状態:証の腕輪により教会に都合の悪い事は話せない。
司祭からの性被害者。
「話せないことはわかっています。答えられない場合は、頷くことで返答してくれますか?」
私の質問にイエスなら頷き、ノーなら横に首を振って貰い教会内のことや子供達のことを聞いた。
シスターメアルは、精霊が見えることで10才の時に教会に連れて来られたそうだ。何度も死のうと考えたが、今も生きていけるのは精霊達との交流があったからだそうだ。他の2人のシスターも似たような境遇だと。
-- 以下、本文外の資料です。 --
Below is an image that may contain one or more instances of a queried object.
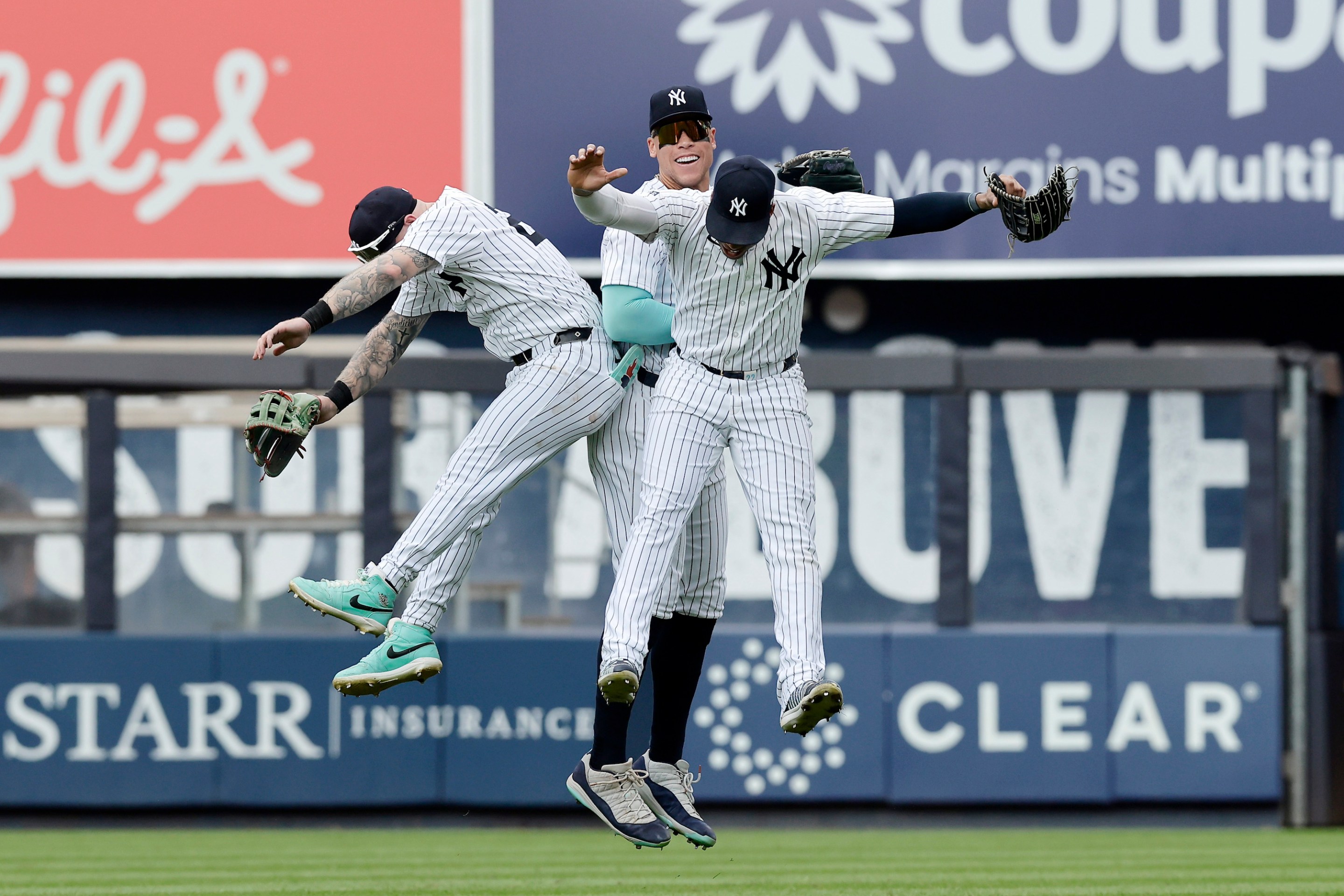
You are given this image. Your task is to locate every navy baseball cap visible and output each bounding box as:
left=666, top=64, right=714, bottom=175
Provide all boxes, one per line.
left=649, top=84, right=714, bottom=133
left=704, top=156, right=774, bottom=246
left=350, top=187, right=415, bottom=262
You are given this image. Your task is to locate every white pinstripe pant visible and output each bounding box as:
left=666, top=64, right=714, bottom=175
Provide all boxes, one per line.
left=378, top=333, right=623, bottom=630
left=588, top=380, right=728, bottom=619
left=602, top=355, right=825, bottom=704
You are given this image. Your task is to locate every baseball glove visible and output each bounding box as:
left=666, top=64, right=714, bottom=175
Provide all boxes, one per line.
left=985, top=165, right=1078, bottom=255
left=243, top=390, right=321, bottom=478
left=777, top=147, right=863, bottom=194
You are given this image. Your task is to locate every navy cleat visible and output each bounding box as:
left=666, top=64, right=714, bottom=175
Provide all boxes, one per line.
left=565, top=754, right=672, bottom=849
left=632, top=752, right=718, bottom=849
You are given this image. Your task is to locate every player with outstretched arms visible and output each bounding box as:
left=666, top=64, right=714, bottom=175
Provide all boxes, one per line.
left=249, top=187, right=638, bottom=696
left=566, top=86, right=727, bottom=846
left=568, top=144, right=1025, bottom=735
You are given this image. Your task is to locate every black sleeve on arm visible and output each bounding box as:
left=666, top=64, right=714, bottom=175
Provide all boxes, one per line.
left=891, top=194, right=982, bottom=237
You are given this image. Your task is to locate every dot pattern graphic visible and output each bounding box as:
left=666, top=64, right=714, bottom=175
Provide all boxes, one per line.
left=691, top=638, right=859, bottom=797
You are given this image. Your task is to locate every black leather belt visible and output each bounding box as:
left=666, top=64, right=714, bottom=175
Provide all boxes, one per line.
left=508, top=326, right=593, bottom=367
left=700, top=352, right=798, bottom=380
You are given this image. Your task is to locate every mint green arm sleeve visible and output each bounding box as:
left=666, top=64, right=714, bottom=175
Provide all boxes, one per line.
left=602, top=286, right=672, bottom=345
助祭は、司祭と同様に精霊を見る事が出来ない。侍者の2人も子供の頃からいる、精霊を見える人達で同じように腕輪を装着されているそうだ。そして、子供達は助祭達によって虐げられているらしい。
「もう少しだけ我慢して下さい。必ず助けますから」
「は、はい……。ほ、他の人にこのことは?」
「私やシスターメアルが動けば、相手にバレる可能性があります。ですので、説明は……ベルデ」
『はい、ここに。お初にお目にかかります。メルロス嬢、我はジョアン様の契約獣、緑の精霊のベルデと言います。皆さんには、我から説明致しましょう』
「まあ、精霊さんと契約してるんですか?本当に、あなたは一体……」
「ふふふ、全部終わったらお答えしますね」
他のシスターや侍者、子供達に説明はベルデだけではなくその人達が良く会話をしている下位精霊達も手伝ってくれて、全員に説明が終わったのは夕食前だった。